Score:2

For any numbers $a, b$, what are the operators $X, Y$ such that revealing $a\ X\ b$ and $a\ Y\ b$ doesn't reveal info about $a,b$?

in flag

Previously I thought about a pair of 8-bit uniformly distributed random numbers $(a,b) \in \{0,1\}^8$, and $X$ to be bitwise XOR, $Y$ to be 8-bit addition. But it turned out that revealing $a \text{ XOR } b, a+b \bmod{2^8}$ does reveal a lot of information bits about $a,b$.

A smart dude here mentioned "dependence" as a property. So I guess I am looking for independent operators? Or, at least, operators that are independent when their input are random numbers?

My questions are:

  • How far can we go in minimising the amount of information that $a\ X\ b$ and $a\ Y\ b$ give about $a,b$?
  • Can we mathematically prove any bounds? E.g. proving that if $a,b$ are uniform random numbers, then if $X$ is ... and $Y$ is ..., then it has to be that $a\ X\ b$ and $a\ Y\ b$ cannot give more than $x$ bits of information about $a,b$?
fgrieu avatar
ng flag
If $X$ (resp. $Y$) can take $u$ (resp. $v$) values over the full set of it's two arguments, then $a\ X\ b$ and $a\ Y\ b$ together can't take more than $u\,v$ values, thus can't reveal more than $\log_2(u\,v)$ bit of information. A better bound is possible for some choice of $X$ and $Y$ making the values "dependent" , but I don't know how to characterize that better than defining the dependency as the difference between that bound and the actual amount of information disclosed,
caveman avatar
in flag
@fgrieu - Trying to understand: if we only deal with 8-bit variables, then will that mean that $u=v=8$? Also, any idea how to prove the $\log_2(uv)$ bound?

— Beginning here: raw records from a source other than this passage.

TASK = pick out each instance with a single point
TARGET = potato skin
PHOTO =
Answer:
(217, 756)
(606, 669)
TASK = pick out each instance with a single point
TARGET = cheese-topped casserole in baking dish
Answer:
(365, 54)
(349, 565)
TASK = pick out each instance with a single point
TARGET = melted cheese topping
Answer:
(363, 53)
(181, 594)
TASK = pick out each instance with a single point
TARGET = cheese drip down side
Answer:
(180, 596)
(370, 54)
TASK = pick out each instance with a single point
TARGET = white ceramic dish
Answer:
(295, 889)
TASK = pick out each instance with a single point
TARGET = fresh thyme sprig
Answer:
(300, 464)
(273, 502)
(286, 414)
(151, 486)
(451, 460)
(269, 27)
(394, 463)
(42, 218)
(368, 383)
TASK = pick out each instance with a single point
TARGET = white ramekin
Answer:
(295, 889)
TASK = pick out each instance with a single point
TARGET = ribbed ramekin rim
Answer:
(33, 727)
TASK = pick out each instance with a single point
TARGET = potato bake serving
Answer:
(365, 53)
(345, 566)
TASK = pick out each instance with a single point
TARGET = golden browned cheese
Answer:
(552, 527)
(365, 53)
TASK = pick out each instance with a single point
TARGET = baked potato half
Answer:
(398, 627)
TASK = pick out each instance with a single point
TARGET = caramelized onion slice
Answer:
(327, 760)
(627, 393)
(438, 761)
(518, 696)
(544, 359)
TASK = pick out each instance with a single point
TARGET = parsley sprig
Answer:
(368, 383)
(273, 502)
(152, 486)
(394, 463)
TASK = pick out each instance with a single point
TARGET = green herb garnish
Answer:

Thanks a lot.
fgrieu avatar
ng flag
$u$ and $v$ depend on $X$ and $Y$. If we define $a\ X\ b $ and $a\ Y\ b $ to be 42 regardless of $a$ and $b$, then $u=v=1$, $\log_2(u\,v)$ is $0$, and thus this upper bound tells us that no information is revealed about $a$ and $b$. Notice that when $a\ X\ b $ and $a\ Y\ b $ are non-constant but equal regardless of $a$ and $b$, we have $u=v>1$, the bound $\log_2(u\,v)$ holds but is loose. Proof of the $\log_2(u\,v)$ bound: a variable taking $w$ values can't reveal more than $\log_2(w)$ bit of information, and for $(X,Y)$ we get at most $w=u\,v$ values.
fgrieu avatar
ng flag
I'm wondering: are you considering "the amount of information that $a\ X\ b$ and $a\ Y\ b$ give about $a,b$" (which can be up to always 16 bits, assuming e.g. $a\ X\ b$ returns $a$, and $a\ Y\ b$ returns $b$), or the amount of information that $a\ X\ b$ and $a\ Y\ b$ give about one of $a$ or $b$, the other being regarded as random and unknown (obviously that can't exceed 8 bits)?
caveman avatar
in flag
@fgrieu The former. Both $a,b$ are supposed to be secrets as much as possible. I'm trying to find how far can one go with operators $X,Y$ in terms of minimising information leakage off $a,b$. I see why $\log_2(uv)$ is a loose maximum bound (because this is the maximum information containable in $uv$ many unique numbers).
Score:2
sa flag

It is possible to leak zero information. Assume uniformly distributed $a$ and $b$ and let $a$ vary along the rows and $b$ along the columns of the operation tables below:

$$ \begin{array}{ccc} \begin{array}{c|cccc} X & 0&1&2&3\\ \hline 0 & 0&1&2&3 \\ 1 & 1&2&3&0 \\ 2 & 2&3&0&1 \\ 3 & 3&0&1&2 \end{array} & \quad & \begin{array}{l|cccc} Y & 0&1&2&3\\ \hline 0 & 3&0&1&2 \\ 1 & 0&1&2&3 \\ 2 & 1&2&3&0 \\ 3 & 2&3&0&1 \end{array} \end{array} $$

Note that for each operation knowing the output ($aXb$ or $aYb$) gives no information at all about $a$. The same is true of $b$. But if you know one of $a$ or $b$ you then know the other one uniquely.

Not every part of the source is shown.